Dans leurs lits, tous dormaient et Pesochnik, l’homme au sable, marchait, hantant le château de ses ténèbres. Aggripé sur le rebord de pierre, Vuk s’abîma un instant dans la contemplation d’un ciel, dans lequel évoluaient des créatures inhumaines. Cependant, ainsi que le lui avait promis Nemandja, le battant de la lucarne n’avait pas été refermé et il se glissa alors dans la pièce obscure.
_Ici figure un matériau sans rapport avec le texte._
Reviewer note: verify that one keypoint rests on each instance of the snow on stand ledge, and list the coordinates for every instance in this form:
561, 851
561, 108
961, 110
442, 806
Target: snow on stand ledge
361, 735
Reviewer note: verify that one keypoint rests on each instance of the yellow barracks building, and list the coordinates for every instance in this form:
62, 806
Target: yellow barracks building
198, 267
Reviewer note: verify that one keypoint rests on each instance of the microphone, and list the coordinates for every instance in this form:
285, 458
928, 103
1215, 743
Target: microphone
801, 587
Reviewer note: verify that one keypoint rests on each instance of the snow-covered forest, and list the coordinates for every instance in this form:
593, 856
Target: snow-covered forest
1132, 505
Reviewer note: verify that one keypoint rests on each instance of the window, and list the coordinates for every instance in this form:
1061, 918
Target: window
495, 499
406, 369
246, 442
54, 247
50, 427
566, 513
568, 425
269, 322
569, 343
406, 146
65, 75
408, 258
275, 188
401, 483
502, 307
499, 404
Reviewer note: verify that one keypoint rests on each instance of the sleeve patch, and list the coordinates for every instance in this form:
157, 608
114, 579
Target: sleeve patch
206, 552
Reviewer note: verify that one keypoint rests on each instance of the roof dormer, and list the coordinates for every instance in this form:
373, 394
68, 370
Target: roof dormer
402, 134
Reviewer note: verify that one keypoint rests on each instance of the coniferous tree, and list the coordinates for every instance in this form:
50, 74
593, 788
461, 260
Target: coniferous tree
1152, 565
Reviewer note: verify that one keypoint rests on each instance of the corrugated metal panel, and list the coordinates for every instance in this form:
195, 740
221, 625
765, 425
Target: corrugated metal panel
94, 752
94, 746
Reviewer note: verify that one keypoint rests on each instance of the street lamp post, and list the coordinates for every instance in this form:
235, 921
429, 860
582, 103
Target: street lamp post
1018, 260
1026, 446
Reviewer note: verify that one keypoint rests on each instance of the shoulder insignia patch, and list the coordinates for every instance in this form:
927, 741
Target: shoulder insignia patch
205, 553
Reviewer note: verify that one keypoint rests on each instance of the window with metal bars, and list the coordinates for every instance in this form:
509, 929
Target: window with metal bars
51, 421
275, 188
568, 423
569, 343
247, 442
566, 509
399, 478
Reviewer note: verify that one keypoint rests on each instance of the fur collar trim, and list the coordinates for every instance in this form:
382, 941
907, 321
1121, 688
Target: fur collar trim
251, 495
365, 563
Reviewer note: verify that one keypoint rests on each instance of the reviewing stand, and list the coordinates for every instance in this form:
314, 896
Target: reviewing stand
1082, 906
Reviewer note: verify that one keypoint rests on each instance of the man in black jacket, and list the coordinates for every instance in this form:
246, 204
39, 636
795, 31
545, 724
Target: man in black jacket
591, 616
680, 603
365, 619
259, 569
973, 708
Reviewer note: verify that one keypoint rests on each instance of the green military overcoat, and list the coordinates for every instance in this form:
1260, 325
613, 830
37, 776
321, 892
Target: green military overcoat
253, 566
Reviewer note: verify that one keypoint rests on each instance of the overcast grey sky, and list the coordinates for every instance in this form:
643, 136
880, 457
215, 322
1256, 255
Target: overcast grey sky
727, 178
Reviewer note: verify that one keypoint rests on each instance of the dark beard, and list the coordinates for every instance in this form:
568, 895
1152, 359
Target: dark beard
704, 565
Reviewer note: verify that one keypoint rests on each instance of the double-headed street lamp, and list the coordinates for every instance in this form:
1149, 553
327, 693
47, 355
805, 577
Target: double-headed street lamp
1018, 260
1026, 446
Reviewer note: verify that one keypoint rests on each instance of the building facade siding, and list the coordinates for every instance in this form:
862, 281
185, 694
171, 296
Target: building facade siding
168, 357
Perché sur la vasque, il apercevait, par l’huis entrouvert, d’étranges lumières, les tons d’une couleur tombée du ciel. Volant au travers de l’alcôve, il se posa sur une coiffeuse, où se tenait l’œil aveugle, dont émanait la sinistre lueur. Dans la chambre, tout n’était silence, tandis que sur les murs dansaient des ombres inquiètes. Fasciné par l’objet, il n’osa l’approcher comme il y voyait les souvenirs d’une enfant se baignant dans une rivière gelée. Toutefois, le bruit des fers qui s’entrechoquaient le rappela à la raison de sa présence.